She was absolutely flabbergasted, but I had touched her pride.
"I apologize if I have seemed rude," she said at last. "I—suppose you have the right really—only—" And her whole slender body quivered with a wave of rebellion.
"Let us say no more about the matter, but go into lunch, only you will find that I am not such a weakling, as you no doubt supposed you would have to deal with." I hobbled up from my chair, Burton discreetly not having entered the room. Alathea gave me my crutch, and we went in to the dining-room.
While the servants were in there I led the conversation upon the war news, and ordinary subjects, and she played the game, but when we were alone with the coffee, I filled her glass with Benedictine, which she had refused when Burton handed the liqueurs. She had taken no wine at all.
"Now drink whatever toast you like," I told her. "I am going to drink one to the time when you don't hate me so much and we can have a little quiet friendship and peace."
She sipped her glass, and her eyes became inscrutable. What she was thinking of I do not know.
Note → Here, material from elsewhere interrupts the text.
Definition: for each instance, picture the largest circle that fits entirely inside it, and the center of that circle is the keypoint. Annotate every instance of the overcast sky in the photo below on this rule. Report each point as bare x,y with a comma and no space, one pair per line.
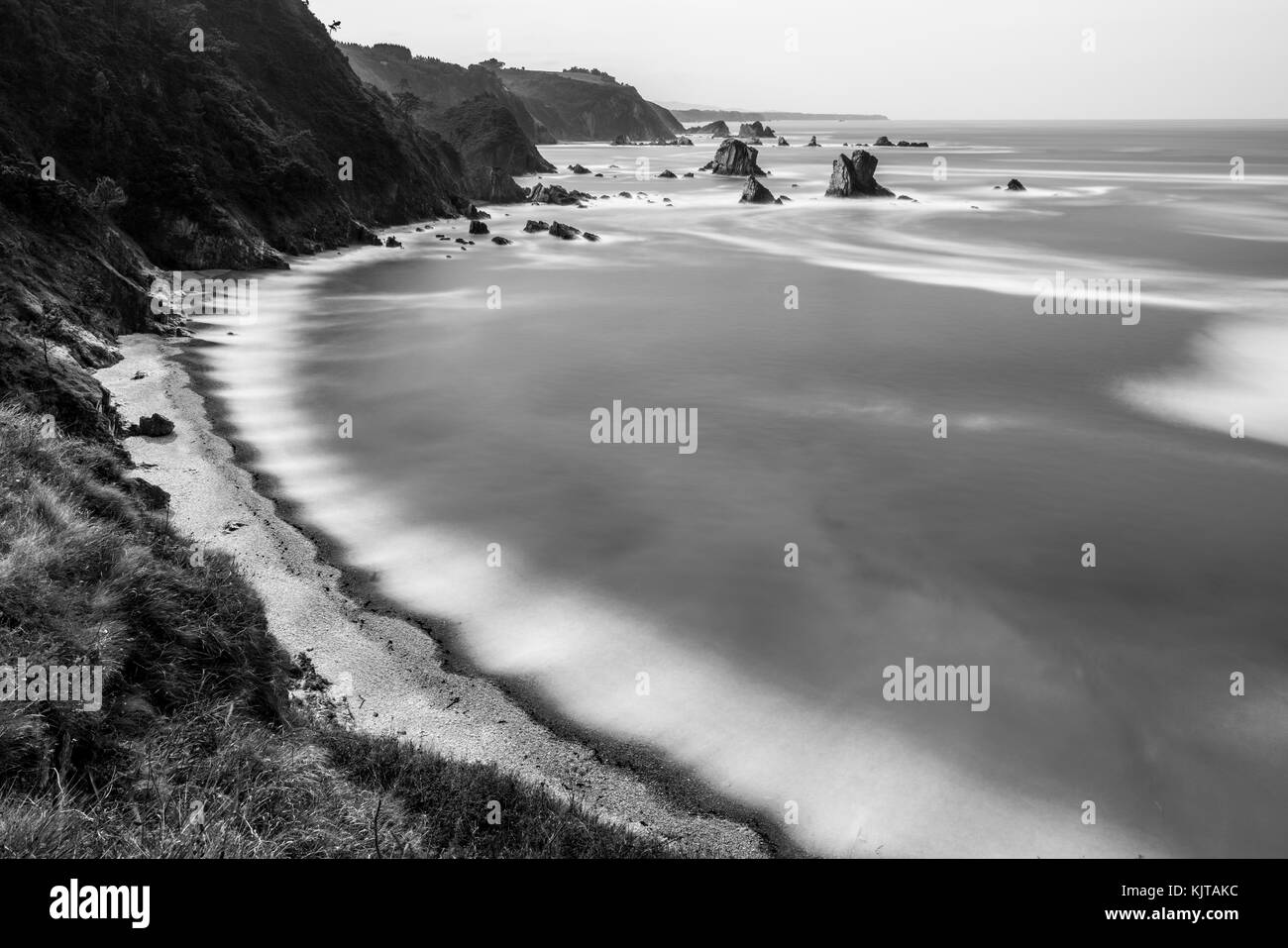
906,58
I find myself watching those eyes all the time. Every reflection passes through them, they are as expressive of all shades of emotion as the eyes of a cat, though the beautiful Madonna tenderness I have never seen again since the day when she held the child in her arms, and I was rude to her.
When we went back into the salon I knew that I was passionately in love with her. Her restiveness is absolutely alluring, and excites all my hunting instinct. She looks quite lovely, and the subtle magnetism which drew me the first days, even when she appeared poor and shabby, and red of hand, is stronger than ever—I felt that I wanted to crush her in my arms and devour her, the blood thumped in my temples, I had to use every atom of my will with myself, and lay back in my chair and closed my eye.
She went straight to the piano and began to play. It seemed as though she were talking, telling me of the passion in her soul. She played weird Russian dances and crashed agonizing chords, then she played laments, and finally a soft and soothing thing of McDowell's, and every note had found an echo in me, and I had followed, it almost seemed, all her pain.
"You play divinely, child," I said, when she had finished. "I am going to rest now, will you give me some tea later on?"